UK listed a lowly 33rd in world broadband speed pecking order

broadband

The UK ranks just 33rd in the world for average broadband speeds, behind the likes of Liechtenstein and Slovakia and only marginally above the worldwide average.

Broadband metrics group Ookla has revealed its Net Index, which ranks countries based on data collected by its Speedtest and Pingtest online connecting-testing utilities.

According to the index, which examined more than 1.5 billion records in total, South Korea has the world's fastest broadband, with the average connection zipping along at downstream speeds of 34.19Mbps. Latvia is a distant second with 24.3Mbps, followed by Moldova, Japan and Sweden.

South Korea's impressive speed is nearly five times the UK average of 7.69Mbps, which is only good enough for 33rd place, and only narrowly beats the global average of 7.67Mbps. The US isn't much better, coming in 26th overall with an average of 10.16Mbps.

At the other end of the scale, Zambia came in last of the 154 countries listed, with its 260Kbps average more than 100 times slower than that of South Korea.

The Net Index report also revealed the top locations within each country for speedy broadband, and in the UK, London doesn't even make the top 30. Instead, it's Loughton, Welling, Dartford, Clitheroe and Troon that are showing the rest of the country a clean pair of broadband heels.
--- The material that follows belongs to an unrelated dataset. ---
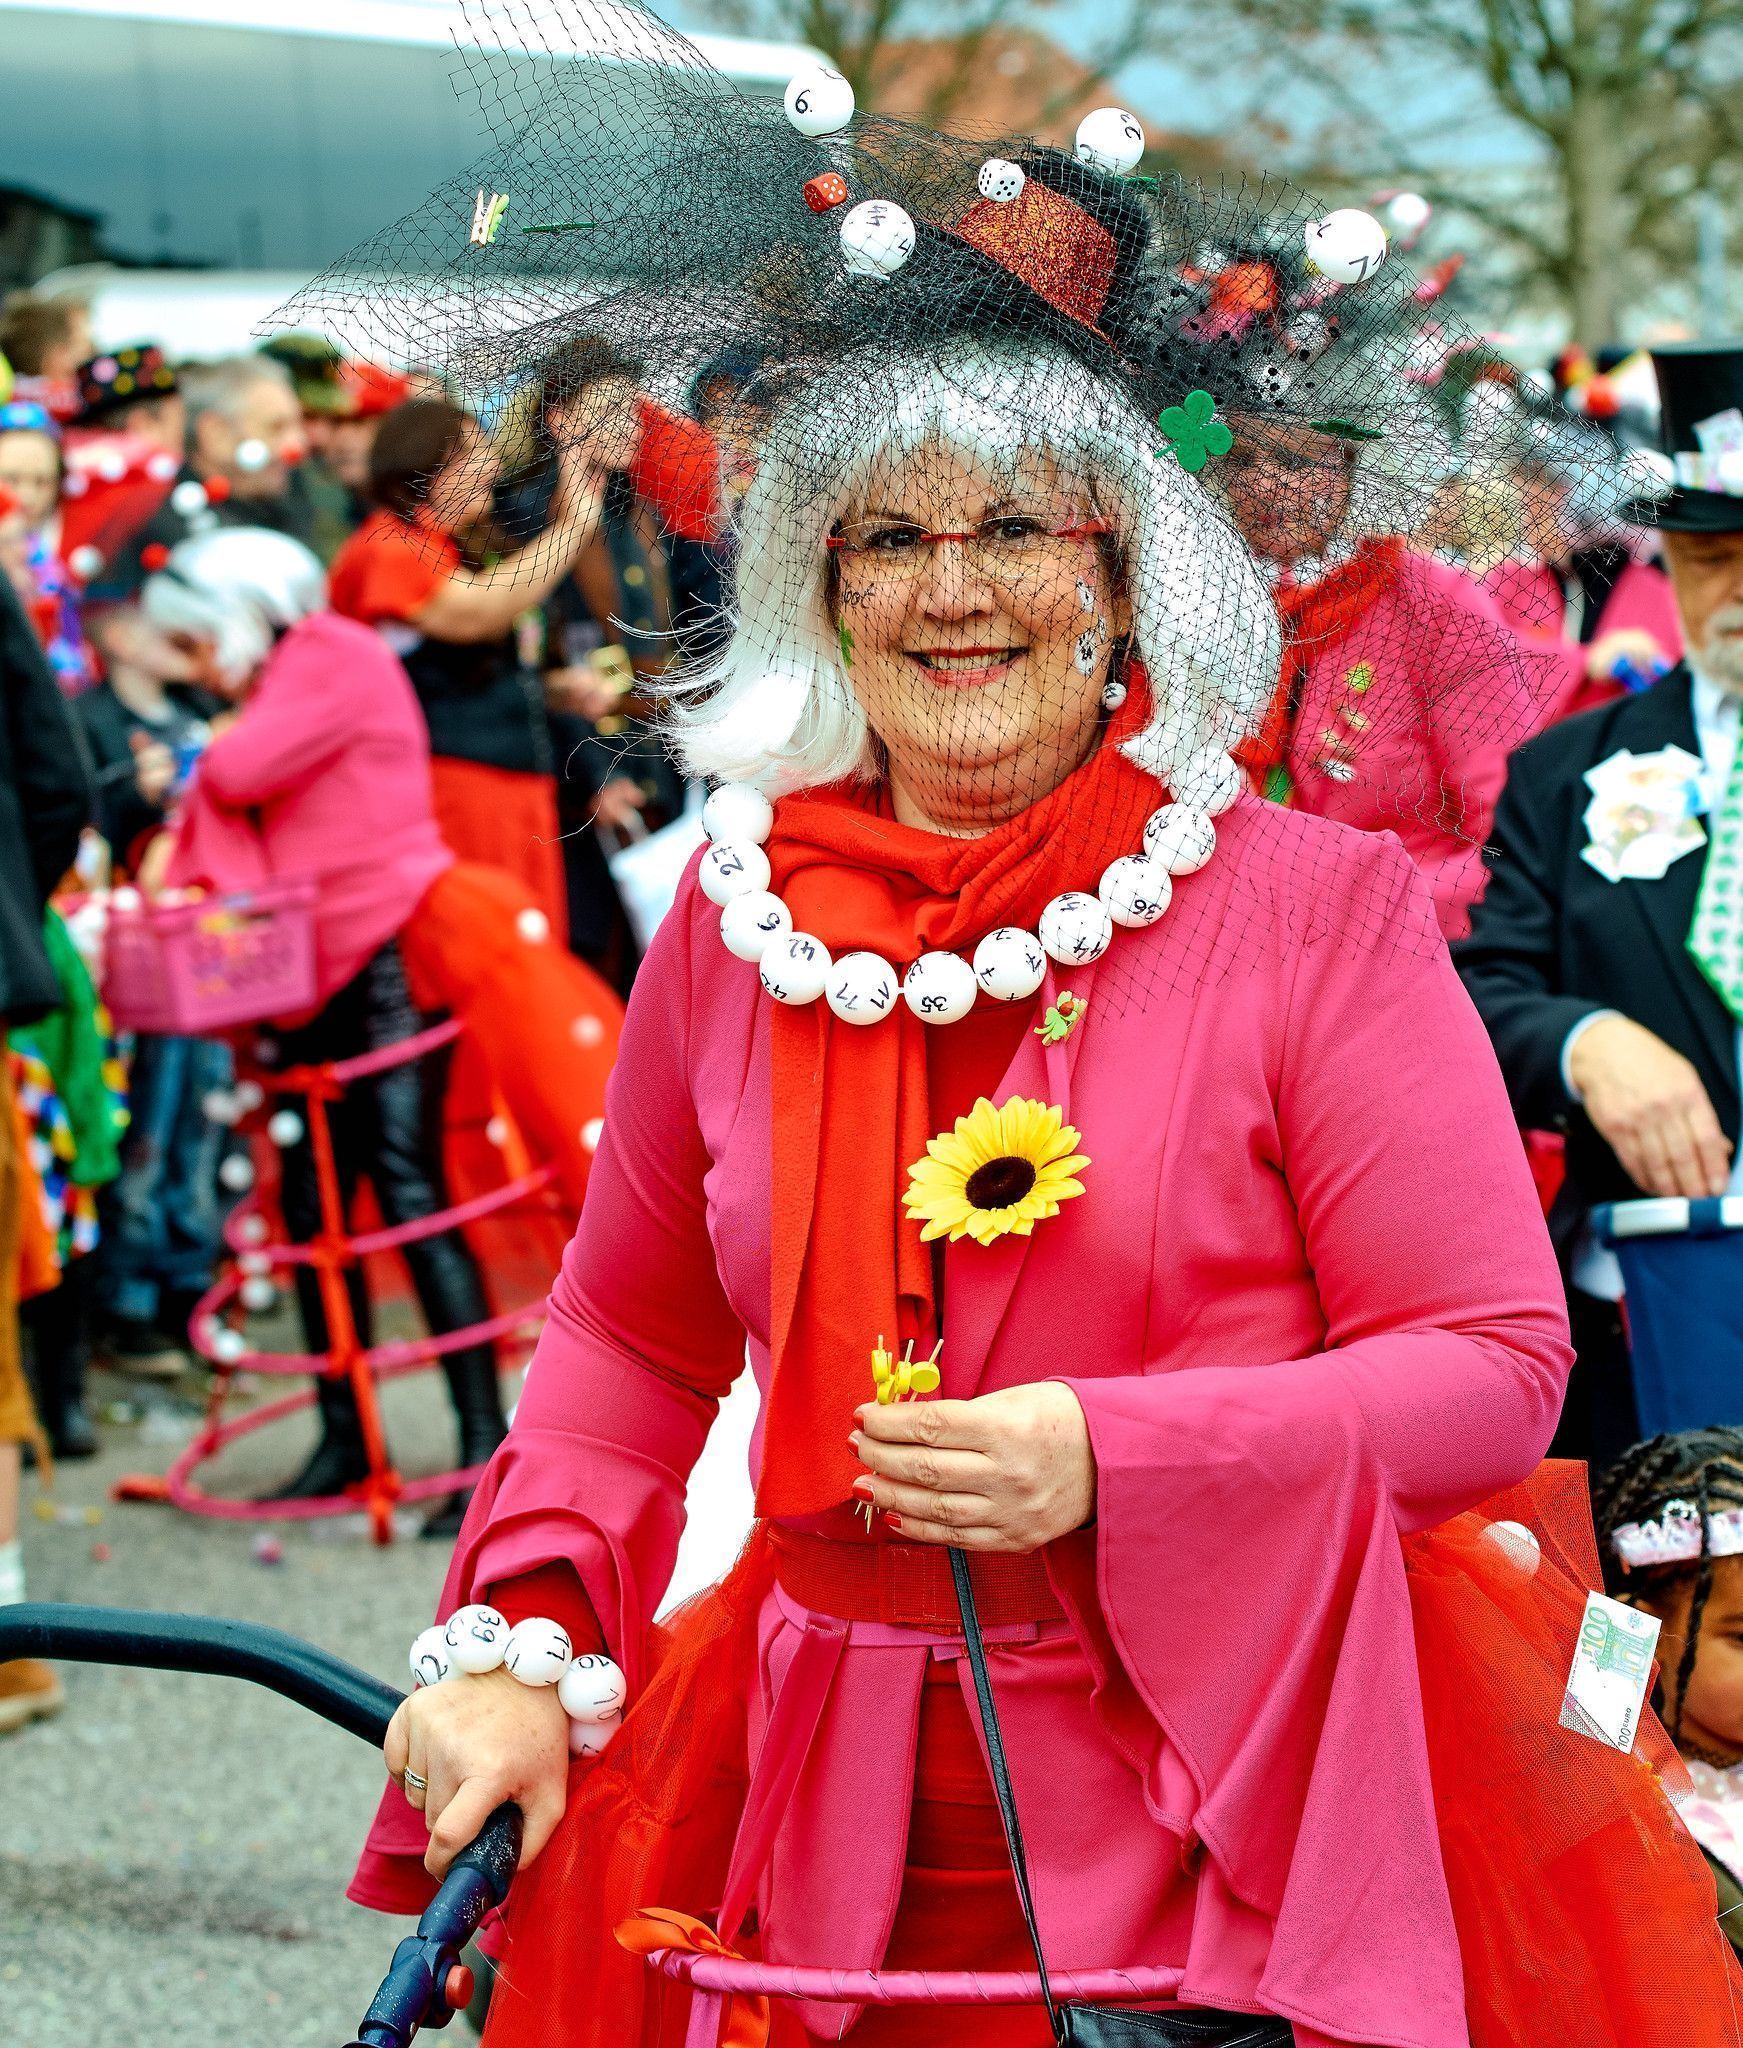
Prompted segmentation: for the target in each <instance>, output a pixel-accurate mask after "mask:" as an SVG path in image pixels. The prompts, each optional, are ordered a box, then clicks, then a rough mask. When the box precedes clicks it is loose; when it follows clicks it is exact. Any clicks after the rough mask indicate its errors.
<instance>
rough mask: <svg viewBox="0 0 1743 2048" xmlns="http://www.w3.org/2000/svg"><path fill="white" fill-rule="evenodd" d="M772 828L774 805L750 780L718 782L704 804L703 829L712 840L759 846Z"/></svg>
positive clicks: (760, 845) (733, 843)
But they're unlikely to be getting anywhere near residents of Seoul, the world's fastest city for broadband according to Ookla, where data speeds around at 34.66Mbps. Latvian capital Riga was listed in second place with 27.90Mbps.
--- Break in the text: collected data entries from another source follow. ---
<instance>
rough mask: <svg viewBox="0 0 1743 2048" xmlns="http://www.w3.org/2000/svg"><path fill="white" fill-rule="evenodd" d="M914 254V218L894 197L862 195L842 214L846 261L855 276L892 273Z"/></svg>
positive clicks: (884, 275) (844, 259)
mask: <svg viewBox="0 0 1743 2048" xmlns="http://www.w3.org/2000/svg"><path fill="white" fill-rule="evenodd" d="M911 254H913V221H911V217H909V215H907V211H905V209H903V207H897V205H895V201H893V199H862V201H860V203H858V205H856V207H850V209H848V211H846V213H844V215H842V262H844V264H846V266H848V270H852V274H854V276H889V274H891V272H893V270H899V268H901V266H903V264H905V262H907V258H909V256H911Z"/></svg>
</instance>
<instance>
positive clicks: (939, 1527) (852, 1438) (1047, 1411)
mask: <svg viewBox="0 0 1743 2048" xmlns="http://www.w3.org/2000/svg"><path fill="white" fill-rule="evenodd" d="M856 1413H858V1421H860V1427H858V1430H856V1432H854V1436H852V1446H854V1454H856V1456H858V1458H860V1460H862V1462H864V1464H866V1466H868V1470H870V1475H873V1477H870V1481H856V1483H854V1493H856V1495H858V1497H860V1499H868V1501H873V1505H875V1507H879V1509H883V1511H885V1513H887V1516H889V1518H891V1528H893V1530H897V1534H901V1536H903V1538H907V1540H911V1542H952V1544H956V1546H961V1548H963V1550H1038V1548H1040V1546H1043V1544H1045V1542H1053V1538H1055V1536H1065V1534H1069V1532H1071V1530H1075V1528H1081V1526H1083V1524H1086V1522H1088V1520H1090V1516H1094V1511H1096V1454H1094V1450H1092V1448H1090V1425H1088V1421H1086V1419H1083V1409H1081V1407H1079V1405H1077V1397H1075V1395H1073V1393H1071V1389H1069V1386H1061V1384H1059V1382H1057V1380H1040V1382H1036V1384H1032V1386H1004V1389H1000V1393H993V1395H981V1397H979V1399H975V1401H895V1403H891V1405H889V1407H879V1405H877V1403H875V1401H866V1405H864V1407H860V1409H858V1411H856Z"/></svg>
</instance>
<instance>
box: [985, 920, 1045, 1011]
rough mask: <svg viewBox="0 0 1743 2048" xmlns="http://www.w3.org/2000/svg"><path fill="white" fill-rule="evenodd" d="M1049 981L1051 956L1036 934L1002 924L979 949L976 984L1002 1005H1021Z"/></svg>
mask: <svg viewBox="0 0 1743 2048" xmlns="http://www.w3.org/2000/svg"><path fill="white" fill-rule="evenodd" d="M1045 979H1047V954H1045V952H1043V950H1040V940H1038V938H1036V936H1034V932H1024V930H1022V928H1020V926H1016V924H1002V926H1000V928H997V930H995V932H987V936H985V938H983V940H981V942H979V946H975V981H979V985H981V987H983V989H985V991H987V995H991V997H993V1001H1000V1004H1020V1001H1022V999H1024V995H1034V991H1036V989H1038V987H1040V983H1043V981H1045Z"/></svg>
While the Ookla figures make for interesting reading, the unscientific nature of how the data was accumulated, plus the survey's near-three-year duration, mean the rankings are hardly official.

But they are broadly in line with other recent reports, including Akamai's State of the Internet report in January, which pegged the UK at 26th place globally, with South Korea the world's fastest and Sweden the top European country.

Either way, with plans to improve the UK's broadband infrastructure forming a key policy issue in the build-up to the recent general election, those pressing for more resources to be devoted to developing super-fast broadband in the country will no doubt point to the Net Index scores as evidence.

Yet despite its mediocre overall ranking, the UK's downstream speed combined with its 0.91Mbps upstream speed and a quality rating of just over 81 per cent contributes to an overall "desirable" verdict from Ookla.